Fragmentation in the banking and capital markets across the EU is among the main reasons that the bloc's lenders have fallen behind U.S. peers, German Finance Minister Olaf Scholz said.
In any comparisons to the U.S., it should be taken into account that institutions there take advantage of economic opportunities created in a large integrated market place, Scholz told an audience at the Handelsblatt Banking Summit in Frankfurt on Sept. 5.
In the EU, however, part of the available economic potential remains untapped because of the incomplete banking union, the minister said. Bringing the project to a successful end is "urgent" and should be on the agenda of the next ECB President, he said.
The EU has launched two initiatives aimed at integrating the banking and capital markets across the 28 EU member states and centralizing supervision — the banking union and the capital markets union.
Progress had been made on both projects over the past two years, but there is much more to be done Scholz said. Regarding the capital markets union, the European Securities and Markets Authority has to set goals that it wants to pursue together with EU authorities, he said. Unlike in the U.S., there is no centralized capital markets supervision in the EU. ESMA shares responsibility with the national competent authorities of the EU member states.
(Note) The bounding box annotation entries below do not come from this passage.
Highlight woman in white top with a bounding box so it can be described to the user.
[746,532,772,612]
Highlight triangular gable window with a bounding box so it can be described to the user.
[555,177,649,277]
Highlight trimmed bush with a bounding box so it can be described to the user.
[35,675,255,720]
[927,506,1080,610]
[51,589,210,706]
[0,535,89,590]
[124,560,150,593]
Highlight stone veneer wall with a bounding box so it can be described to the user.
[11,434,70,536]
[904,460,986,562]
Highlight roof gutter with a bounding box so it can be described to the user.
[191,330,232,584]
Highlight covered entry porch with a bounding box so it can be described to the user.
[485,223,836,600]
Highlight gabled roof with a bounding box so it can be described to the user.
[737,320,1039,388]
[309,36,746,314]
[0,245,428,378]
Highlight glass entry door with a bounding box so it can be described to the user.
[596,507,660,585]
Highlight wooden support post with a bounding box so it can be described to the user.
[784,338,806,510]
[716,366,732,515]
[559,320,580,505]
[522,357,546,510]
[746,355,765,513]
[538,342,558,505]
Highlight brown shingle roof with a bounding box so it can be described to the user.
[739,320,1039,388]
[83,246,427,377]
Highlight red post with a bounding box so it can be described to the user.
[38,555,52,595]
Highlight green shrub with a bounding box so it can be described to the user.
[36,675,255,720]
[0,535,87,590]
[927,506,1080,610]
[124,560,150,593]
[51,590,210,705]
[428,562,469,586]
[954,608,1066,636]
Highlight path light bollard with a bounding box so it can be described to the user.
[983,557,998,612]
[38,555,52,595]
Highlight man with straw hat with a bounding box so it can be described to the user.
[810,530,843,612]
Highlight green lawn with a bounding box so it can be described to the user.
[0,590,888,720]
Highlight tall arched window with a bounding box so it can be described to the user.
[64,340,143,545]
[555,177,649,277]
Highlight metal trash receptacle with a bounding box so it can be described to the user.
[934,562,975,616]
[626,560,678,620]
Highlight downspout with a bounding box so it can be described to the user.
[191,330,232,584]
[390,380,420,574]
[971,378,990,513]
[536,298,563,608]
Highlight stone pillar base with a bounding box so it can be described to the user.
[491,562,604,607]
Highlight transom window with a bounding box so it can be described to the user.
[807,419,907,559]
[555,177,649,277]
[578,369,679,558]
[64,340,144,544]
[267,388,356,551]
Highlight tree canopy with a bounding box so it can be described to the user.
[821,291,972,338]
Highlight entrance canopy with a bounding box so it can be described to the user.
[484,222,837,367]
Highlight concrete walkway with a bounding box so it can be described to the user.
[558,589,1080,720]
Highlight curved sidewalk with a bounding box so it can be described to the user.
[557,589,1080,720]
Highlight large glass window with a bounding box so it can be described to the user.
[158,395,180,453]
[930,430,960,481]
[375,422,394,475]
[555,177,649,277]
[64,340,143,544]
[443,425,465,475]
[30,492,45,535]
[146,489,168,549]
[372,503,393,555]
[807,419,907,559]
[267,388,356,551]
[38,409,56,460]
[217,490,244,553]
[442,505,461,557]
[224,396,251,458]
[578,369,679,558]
The banking union is closer to completion with the main hurdle remaining an agreement on a common Insurance Deposit Guarantee Scheme for all EU member states. Germany has been the main opponent to establishing the scheme before nonperforming bank loan levels in the bloc are reduced. The country has argued that risk reduction should precede risk-sharing because this would ensure that savers in member states with low NPL risk would not pay for bank loan defaults in high-risk member states.
Deeds, not deadlines
Scholz said there should be a discussion about how the individual problem-ridden banking markets can continue to function in the future, after the banking union is completed, and what consequences the winding up of operations would have. However, he stressed the need to find solutions as soon as possible.
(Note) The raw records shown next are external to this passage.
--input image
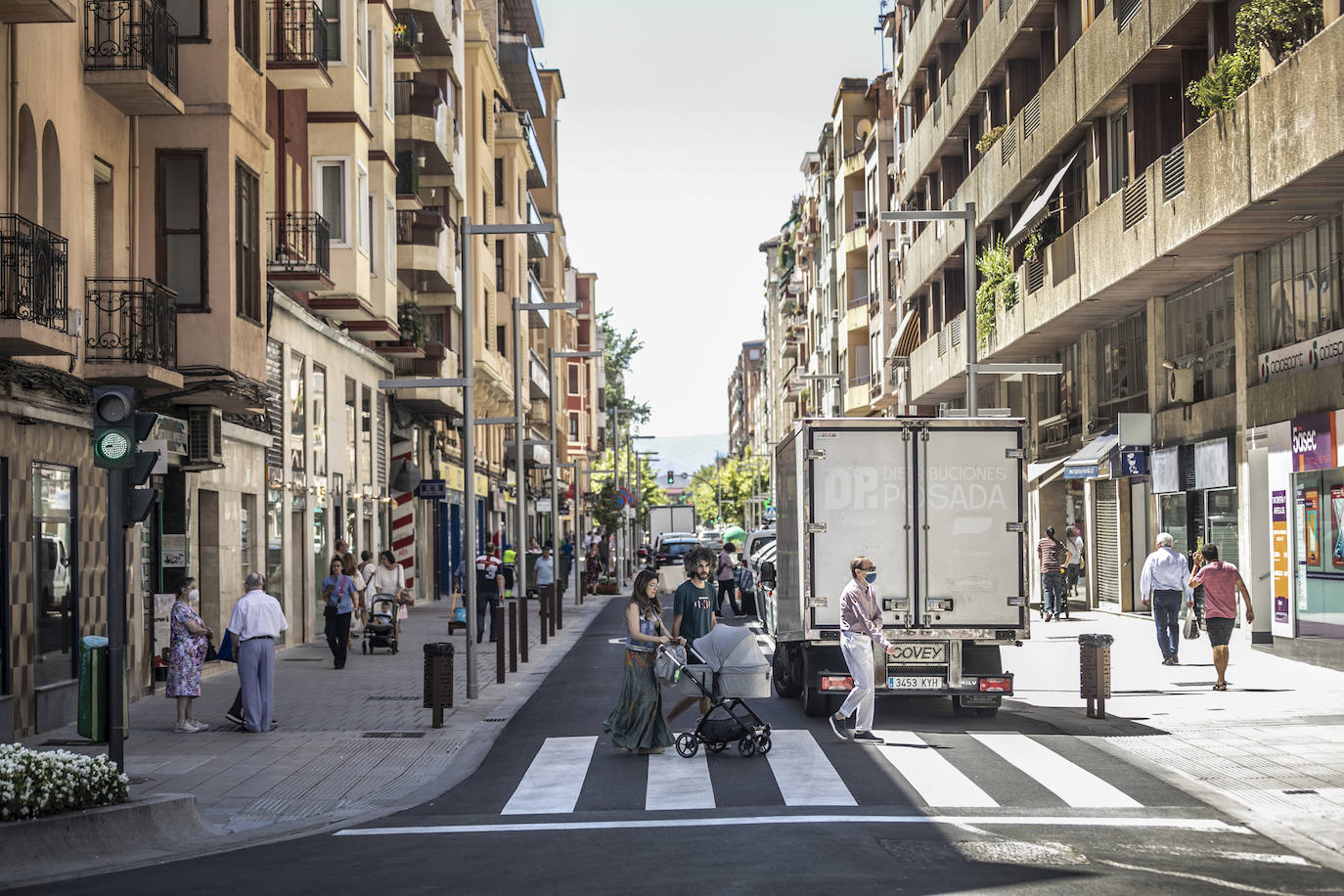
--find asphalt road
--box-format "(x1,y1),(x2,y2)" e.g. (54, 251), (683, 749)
(21, 591), (1344, 896)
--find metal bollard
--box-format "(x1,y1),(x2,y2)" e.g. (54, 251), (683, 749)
(508, 598), (527, 672)
(1078, 634), (1115, 719)
(491, 607), (504, 684)
(425, 642), (453, 728)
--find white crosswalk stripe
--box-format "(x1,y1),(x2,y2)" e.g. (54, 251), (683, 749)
(970, 732), (1142, 809)
(502, 728), (1142, 816)
(502, 737), (597, 816)
(874, 731), (999, 809)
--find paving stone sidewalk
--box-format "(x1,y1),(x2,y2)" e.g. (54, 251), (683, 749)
(18, 590), (619, 839)
(1004, 611), (1344, 871)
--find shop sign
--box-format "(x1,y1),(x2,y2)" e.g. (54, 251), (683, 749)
(1293, 413), (1337, 472)
(1269, 490), (1289, 623)
(1120, 449), (1147, 475)
(1259, 329), (1344, 382)
(1194, 436), (1232, 489)
(1153, 445), (1182, 494)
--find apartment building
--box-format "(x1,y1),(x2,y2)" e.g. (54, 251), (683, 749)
(885, 0), (1344, 666)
Instead of setting deadlines for the completion of the project, politicians should commit to it and come out and say it is the right way to go, Scholz said. This will pave the way for many to overcome their initial misgivings, support the project and look for creative solutions to complete it.
The minister's call for market integration "as soon as possible" was backed by senior bankers attending the conference, many of whom said the current fragmentation nips any cross-border consolidation attempts in the bud.
"The main question in cross-border consolidation is can you actually get cost synergies," ING Groep NV CEO Ralph Hamers said during a stage interview at the conference. Banks will consider a cross-border merger on that factor alone and without a complete banking union, "not a lot will be happening" in the foreseeable future, he said.
Société Générale SA CEO Frédéric Oudéa also said he was happy to hear Scholz urging for the completion of the banking and the capital market union projects. "At the end, we would like to see this market as a single one, with no contradiction between EU and national regulation," Oudéa said. Europe needs an integrated market to strengthen its banks, he said. Given the current trade tensions between the U.S. and China, it would be very risky to let European savings and financing in the hands of banks that are under the influence of one of these global powers, he said.
Oudéa also does not expect any cross-border bank deals until the banking union project is complete, as the "general conditions" for consolidation are not currently met, he said.
Top financiers from across the Atlantic view the fragmented banking and capital markets as Europe's Achilles' heel.
Goldman Sachs Group Inc. CFO Stephen Scherr said European banks' business models would inevitably change if they were raising financing for clients in "a broader, bigger capital market that is not atomized country by country."
"In terms of the banking union, the question is where banks can cross borders and create opportunities, generate synergies and build scale that is not limited to the narrow border that confines their home market," he said, advising European peers to push for market integration.
BlackRock Inc. Chairman and CEO Larry Fink also said Europe needs a deeper and more developed capital market. German and French savers have been wrong for 30 years to keep their savings in bank accounts instead of getting the high returns offered by capital markets, Fink said. "It is financial craziness to keep your money in a bank."